Die Selbstironie kommt gut an: Die saloppen Stellen-Postings werden vielfach in Social Media geteilt. Und tatsächlich bewirbt sich eine Fachkraft, die sich als Bayern-Fan outet – und dass schon im ersten Satz des Anschreibens. “Wir haben sie sofort eingestellt”, lacht Brügel.

Im Hintergrund arbeitet der Arzt mit einer befreundeten Kommunikationsagentur zusammen. Sie übernimmt das Posten.

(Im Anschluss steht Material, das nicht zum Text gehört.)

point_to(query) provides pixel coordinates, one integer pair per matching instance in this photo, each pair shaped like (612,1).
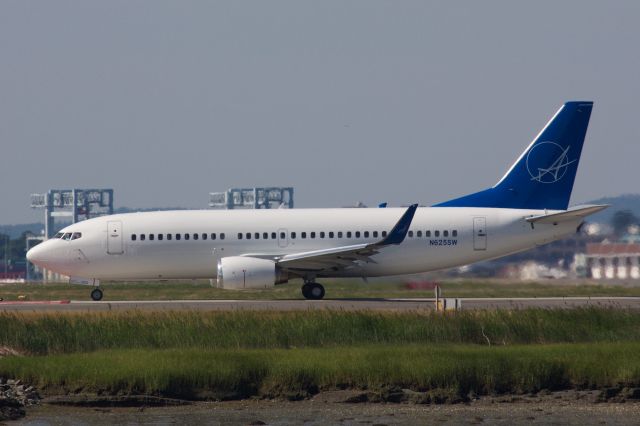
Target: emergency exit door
(114,237)
(479,233)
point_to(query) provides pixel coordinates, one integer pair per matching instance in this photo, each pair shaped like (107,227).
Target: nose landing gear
(312,290)
(96,294)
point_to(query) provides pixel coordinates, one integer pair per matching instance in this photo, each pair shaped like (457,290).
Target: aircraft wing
(571,214)
(347,256)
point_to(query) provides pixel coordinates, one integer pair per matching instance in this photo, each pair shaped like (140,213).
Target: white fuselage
(439,237)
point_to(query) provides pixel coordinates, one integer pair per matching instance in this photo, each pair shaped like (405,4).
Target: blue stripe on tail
(542,178)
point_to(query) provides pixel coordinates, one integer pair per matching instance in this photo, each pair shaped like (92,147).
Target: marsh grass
(227,373)
(336,288)
(57,333)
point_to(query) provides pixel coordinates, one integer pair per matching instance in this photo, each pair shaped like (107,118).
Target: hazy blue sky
(366,100)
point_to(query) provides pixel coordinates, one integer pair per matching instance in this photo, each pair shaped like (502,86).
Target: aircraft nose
(36,255)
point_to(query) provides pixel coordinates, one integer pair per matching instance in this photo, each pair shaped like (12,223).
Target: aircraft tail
(542,177)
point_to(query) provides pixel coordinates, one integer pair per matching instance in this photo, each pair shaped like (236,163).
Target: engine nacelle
(238,273)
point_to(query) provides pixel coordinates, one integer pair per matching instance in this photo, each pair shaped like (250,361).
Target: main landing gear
(96,294)
(312,291)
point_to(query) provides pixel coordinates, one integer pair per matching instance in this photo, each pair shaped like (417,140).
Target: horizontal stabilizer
(573,213)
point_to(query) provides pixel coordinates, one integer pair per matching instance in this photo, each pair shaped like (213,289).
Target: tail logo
(547,162)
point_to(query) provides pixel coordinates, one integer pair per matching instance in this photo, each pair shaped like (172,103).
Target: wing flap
(344,257)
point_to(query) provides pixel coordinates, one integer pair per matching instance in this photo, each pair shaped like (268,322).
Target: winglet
(399,231)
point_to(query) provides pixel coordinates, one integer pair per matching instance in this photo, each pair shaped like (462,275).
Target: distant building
(608,260)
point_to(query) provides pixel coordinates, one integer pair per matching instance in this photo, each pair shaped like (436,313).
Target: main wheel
(315,292)
(306,289)
(96,294)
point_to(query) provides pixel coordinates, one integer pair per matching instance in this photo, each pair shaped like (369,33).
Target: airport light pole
(6,243)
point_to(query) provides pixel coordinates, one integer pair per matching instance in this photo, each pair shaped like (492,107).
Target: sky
(347,101)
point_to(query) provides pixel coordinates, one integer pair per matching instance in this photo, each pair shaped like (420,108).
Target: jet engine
(238,273)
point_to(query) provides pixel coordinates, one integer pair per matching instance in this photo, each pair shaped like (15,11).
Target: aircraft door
(114,237)
(283,238)
(479,233)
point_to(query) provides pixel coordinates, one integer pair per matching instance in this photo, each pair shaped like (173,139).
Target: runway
(332,304)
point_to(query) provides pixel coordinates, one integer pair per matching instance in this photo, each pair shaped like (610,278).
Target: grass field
(55,333)
(335,289)
(197,355)
(241,373)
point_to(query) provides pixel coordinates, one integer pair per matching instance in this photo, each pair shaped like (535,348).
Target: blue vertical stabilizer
(542,177)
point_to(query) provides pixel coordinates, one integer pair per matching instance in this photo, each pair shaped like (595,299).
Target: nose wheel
(96,294)
(313,291)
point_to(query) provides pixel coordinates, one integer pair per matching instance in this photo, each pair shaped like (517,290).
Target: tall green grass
(336,288)
(194,373)
(56,333)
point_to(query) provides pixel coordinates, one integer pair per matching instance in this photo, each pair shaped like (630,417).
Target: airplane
(256,249)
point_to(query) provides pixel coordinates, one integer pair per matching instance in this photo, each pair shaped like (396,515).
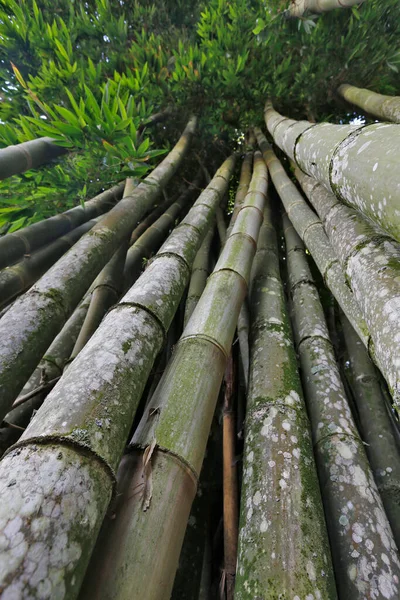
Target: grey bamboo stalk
(77,437)
(364,552)
(18,278)
(311,230)
(358,164)
(386,108)
(51,365)
(155,234)
(161,474)
(283,542)
(375,425)
(199,276)
(28,155)
(14,245)
(28,328)
(297,8)
(371,264)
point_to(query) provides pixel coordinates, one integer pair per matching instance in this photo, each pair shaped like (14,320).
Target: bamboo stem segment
(364,552)
(88,415)
(386,108)
(34,319)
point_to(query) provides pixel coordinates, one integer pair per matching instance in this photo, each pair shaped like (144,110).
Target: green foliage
(91,74)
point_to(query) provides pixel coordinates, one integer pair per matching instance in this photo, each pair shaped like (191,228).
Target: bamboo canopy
(28,155)
(168,450)
(33,321)
(77,437)
(371,264)
(353,506)
(386,108)
(297,8)
(356,163)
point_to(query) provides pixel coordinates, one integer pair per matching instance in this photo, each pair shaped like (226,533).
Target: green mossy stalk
(14,245)
(18,278)
(169,445)
(311,230)
(28,155)
(283,545)
(356,163)
(364,552)
(29,327)
(88,415)
(386,108)
(371,264)
(375,425)
(297,8)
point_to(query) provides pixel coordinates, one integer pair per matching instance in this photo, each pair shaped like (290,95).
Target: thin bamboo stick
(375,426)
(161,473)
(28,328)
(71,449)
(283,543)
(14,245)
(364,552)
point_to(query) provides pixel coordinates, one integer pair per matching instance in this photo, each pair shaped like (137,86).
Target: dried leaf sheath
(283,545)
(89,413)
(179,420)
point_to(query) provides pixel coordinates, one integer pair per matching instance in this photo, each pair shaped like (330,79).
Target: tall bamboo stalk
(28,328)
(375,425)
(283,544)
(18,278)
(311,230)
(364,552)
(161,473)
(66,459)
(28,155)
(386,108)
(371,264)
(14,245)
(297,8)
(356,163)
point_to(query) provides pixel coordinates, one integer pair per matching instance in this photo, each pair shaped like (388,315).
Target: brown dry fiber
(371,264)
(364,552)
(283,543)
(359,164)
(28,328)
(159,478)
(65,460)
(386,108)
(14,245)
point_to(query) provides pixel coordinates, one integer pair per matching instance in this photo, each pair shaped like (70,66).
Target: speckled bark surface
(283,546)
(364,553)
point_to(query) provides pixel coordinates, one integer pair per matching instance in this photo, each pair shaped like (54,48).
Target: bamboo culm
(33,321)
(162,471)
(311,230)
(18,278)
(375,425)
(364,552)
(386,108)
(14,245)
(371,264)
(356,163)
(297,8)
(283,542)
(77,437)
(28,155)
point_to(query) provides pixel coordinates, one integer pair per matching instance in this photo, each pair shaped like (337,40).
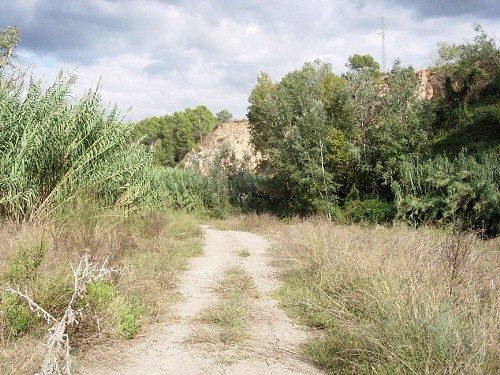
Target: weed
(382,303)
(244,253)
(231,312)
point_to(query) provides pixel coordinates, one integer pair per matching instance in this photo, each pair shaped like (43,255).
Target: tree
(173,136)
(291,125)
(359,62)
(389,125)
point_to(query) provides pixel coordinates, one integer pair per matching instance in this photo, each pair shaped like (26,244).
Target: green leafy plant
(463,190)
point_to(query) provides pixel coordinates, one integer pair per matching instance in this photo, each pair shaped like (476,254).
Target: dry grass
(394,300)
(149,249)
(264,224)
(231,312)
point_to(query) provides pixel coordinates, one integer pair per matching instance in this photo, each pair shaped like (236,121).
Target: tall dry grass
(149,249)
(394,300)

Die Videos hingegen dreht Brügel meistens donnerstagnachmittags allein. Damit er dabei keinen Unsinn erzählt und auf dem neusten Stand ist, blickt er zuvor kurz in die Leitlinien, fasst Aussagen knackig zusammen.

Dabei folgt der Mediziner aber nicht dem üblichen Instagram-Muster vieler Influencer. Statt zu dramatisieren will der Schorndorfer viel mehr deeskalieren. “Ich nehme wahr, dass junge Eltern in den zurückliegenden 18 Jahren meiner Praxiszeit übervorsichtig geworden sind.”

Dieser gesellschaftliche Wandel, sicher auch befeuert durch Social Media, treibe die Menschen heute eher dazu, den Arzt zu kontaktieren – und sei es nur ein Schnupfen.

Aktuelle Leitlinien gefragt

Und wenn ihm doch mal ein Fehler unterläuft? “Dann korrigiert mich das Publikum”, berichtet Brügel. So wie unlängst bei einem Video zu Phimose. Bei angeborener Vorhautverengung wurde lange Zeit zur “großzügigen Entfernung” ab dem siebten Lebensjahr geraten, wenn konservative Behandlungen nicht funktionieren.

Das war auch sein Hinweis. “Worauf hin ich eine scharfe E-Mail eines Mannes bekam”, erinnert sich der Arzt. Gespickt mit Links zu neuster Forschung und mit Verweis auf die aktuelle Leitlinie: “Heute wird der operative Eingriff deutlich später empfohlen”, weiß er inzwischen. Das alte Video ist gelöscht und durch ein neues ersetzt. Die Qualitätsprüfung klappt – und zeigt nicht zuletzt, dass seine Videos Menschen wirklich erreichen.